M2 – Filament loop for pull test

The results:

  • Tube reasonably straight: 0.5 lb = 2.2 N
  • Tube arched to middle of X axis: 1 lb = 4.5 N
  • Tube sharply bent to X axis nearest spool: 1.5 lb = 6.7 N

The force increases slightly while tugging filament off the spool, as the spool does not rotate freely on the printed arm jutting out from the frame, but those numbers are in the right ballpark.

The effective diameter of the extruder drive gear is about 11.5 mm, so overcoming the tube friction requires somewhere between 10 and 40 mN·m of torque. That’s applied at the one point in the whole system most likely to show the result of uneven loading, because it directly affects the pressure of the molten plastic behind the nozzle.

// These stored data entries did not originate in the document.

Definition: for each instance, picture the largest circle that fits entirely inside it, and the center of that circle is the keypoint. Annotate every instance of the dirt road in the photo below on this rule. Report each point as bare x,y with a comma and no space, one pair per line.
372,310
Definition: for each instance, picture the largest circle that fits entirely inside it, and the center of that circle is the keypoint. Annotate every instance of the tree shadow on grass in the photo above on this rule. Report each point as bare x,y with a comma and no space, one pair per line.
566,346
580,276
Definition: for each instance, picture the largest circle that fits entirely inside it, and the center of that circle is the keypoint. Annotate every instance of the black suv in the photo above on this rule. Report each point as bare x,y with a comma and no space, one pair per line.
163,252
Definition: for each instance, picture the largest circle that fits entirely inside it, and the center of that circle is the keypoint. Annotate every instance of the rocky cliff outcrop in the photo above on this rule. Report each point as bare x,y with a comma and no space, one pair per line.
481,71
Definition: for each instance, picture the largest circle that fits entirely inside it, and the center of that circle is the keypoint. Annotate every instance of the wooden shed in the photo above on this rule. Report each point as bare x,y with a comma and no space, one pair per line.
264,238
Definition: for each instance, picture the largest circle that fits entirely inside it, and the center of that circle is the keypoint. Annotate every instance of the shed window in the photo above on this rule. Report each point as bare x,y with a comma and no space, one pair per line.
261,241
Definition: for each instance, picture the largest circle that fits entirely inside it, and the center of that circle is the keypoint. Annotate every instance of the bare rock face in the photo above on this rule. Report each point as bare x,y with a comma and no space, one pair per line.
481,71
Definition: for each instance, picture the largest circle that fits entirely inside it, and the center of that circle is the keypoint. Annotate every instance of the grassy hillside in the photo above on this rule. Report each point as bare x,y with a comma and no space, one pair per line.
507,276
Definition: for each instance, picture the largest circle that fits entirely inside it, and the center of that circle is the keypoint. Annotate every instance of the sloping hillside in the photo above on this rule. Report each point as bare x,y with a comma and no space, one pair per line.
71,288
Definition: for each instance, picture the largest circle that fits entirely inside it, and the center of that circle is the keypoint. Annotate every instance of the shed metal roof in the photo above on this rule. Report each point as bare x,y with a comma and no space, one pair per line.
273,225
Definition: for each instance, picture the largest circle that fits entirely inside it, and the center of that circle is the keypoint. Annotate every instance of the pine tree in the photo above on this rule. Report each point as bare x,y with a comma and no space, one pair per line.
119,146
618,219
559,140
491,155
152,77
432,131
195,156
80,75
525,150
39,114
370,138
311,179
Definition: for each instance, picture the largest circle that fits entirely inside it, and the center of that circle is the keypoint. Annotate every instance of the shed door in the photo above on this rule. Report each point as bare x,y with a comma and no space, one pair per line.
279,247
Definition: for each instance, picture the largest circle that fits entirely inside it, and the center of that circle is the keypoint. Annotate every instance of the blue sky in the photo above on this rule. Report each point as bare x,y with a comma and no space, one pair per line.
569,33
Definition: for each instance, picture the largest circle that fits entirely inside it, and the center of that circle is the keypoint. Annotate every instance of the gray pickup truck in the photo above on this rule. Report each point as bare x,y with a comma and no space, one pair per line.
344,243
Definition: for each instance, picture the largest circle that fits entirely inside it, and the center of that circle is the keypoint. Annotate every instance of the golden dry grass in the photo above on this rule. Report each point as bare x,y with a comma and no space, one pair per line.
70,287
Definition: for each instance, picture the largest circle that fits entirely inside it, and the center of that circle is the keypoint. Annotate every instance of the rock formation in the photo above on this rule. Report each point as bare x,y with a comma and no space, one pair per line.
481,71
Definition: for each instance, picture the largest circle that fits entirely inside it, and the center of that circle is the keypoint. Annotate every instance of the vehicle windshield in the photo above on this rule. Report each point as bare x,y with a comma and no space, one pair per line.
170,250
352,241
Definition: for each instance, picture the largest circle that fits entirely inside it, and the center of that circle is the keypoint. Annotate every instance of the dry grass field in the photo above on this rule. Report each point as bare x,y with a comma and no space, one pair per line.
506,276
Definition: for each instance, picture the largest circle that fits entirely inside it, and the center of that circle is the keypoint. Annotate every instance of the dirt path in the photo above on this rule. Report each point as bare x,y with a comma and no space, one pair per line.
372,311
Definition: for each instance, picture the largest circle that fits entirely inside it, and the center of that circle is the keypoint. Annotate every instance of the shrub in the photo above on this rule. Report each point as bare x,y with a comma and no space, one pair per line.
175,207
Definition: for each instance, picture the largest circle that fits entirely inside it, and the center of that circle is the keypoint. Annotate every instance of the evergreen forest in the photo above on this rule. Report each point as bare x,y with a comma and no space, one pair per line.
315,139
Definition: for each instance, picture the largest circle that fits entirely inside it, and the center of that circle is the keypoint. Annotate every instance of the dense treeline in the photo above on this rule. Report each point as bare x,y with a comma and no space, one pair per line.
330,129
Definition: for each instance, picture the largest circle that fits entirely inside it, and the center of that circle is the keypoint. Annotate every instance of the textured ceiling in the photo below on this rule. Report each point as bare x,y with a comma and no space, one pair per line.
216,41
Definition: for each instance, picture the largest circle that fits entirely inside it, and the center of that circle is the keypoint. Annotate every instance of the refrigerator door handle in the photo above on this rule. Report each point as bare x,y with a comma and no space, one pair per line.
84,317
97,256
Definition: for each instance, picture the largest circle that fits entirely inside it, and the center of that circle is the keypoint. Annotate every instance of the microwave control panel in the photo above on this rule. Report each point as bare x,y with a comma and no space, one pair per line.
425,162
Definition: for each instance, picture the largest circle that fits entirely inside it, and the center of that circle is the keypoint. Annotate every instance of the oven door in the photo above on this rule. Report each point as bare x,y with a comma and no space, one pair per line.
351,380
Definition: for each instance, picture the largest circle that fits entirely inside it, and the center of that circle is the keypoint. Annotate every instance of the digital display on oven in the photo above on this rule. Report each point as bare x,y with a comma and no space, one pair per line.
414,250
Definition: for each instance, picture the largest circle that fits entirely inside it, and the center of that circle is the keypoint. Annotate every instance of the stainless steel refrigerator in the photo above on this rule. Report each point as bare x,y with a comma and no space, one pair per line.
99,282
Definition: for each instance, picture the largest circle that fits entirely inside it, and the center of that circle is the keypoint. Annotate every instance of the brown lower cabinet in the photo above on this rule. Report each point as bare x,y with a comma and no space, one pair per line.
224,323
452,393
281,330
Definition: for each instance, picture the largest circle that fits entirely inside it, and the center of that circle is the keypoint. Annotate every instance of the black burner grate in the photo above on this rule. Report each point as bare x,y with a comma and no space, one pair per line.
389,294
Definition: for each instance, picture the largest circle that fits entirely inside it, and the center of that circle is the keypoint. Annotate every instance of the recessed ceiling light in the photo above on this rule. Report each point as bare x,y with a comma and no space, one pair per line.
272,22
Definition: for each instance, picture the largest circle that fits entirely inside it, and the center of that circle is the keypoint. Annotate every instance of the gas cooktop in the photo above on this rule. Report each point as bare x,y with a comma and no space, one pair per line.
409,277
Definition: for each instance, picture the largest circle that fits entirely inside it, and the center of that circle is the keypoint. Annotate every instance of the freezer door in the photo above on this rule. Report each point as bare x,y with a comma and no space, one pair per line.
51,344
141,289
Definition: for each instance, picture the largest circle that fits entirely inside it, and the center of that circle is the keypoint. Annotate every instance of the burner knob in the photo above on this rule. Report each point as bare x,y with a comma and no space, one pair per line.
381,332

That’s considerable motivation to get rid of the filament guide tube…

  1. #1 by polytechnick on 2013-04-24 - 16:10

    That’s considerable motivation to get rid of the filament guide tube…

    It would serve a better purpose if the filament was pushed through the tube by a stationary feeding mechanism, rather than pulled by a one moving with the extruder head.

    • #2 by Ed on 2013-04-24 - 16:22

      That’s what I was thinking

      Extruders seem to work best with the main drive gear directly at the hot end, in order to get rapid retraction. A much smaller drive that unspools the filament and maintains an arch over the extruder, without embossing the filament too severely, should be do-able. That hardware could signal end-of-filament, detect snags, and maybe even measure filament diameter.

      All that will be easier to tinker with under LinuxCNC, because we’ll have more I/O and control.

  2. #3 by Red County Pete on 2013-04-24 - 23:15

    Was giving some thought to dual drive, and the issue I’d worry about is keeping the filament from twisting. The filament guide tube would help with this, but you’d need something to keep acceleration mismatches (between the supply and the extruder) from causing more trouble. Perhaps a springy termination at the hot end? Sounds like re-inventing a bike’s brake system.

    I’ve been working with barbed wire, and its ability to tangle in awkward ways focuses your attention.

    FWIW, any thoughts about moving the spool to the centerline of the of the printer? It would make the tugging forces symmetrical at the two extremes, and could be tried as an interim solution before trying the dual drive. Painful for footprint if mounted at the back, unless you mounted the spool above the printer…

    • #4 by Ed on 2013-04-25 - 11:07

      keeping the filament from twisting

      That turns out to be no problem at all. The spool rotates to dispense the filament, so it doesn’t impart a twist: the filament starts from its natural orientation on the spool and maintains that curve all the way to the extruder.

      That said, the lowest-entropy state of spooled filament is a hairball exactly filling the entire room surrounding it…

      something to keep acceleration mismatches (between the supply and the extruder) from causing more trouble

      The simplest solution seems to be a loop of filament, just like in those old tape drives with vacuum columns.

      moving the spool to the centerline of the of the printer

      The Y axis travel would put the spool way out beyond the existing structure, which would unbalance the chassis pretty badly, and it’d need a tower to get the spool high enough above the chassis for an overhead mount to work. The M2’s arrangement on the end of the X asis travel is just about as good as it gets for a self-contained unit.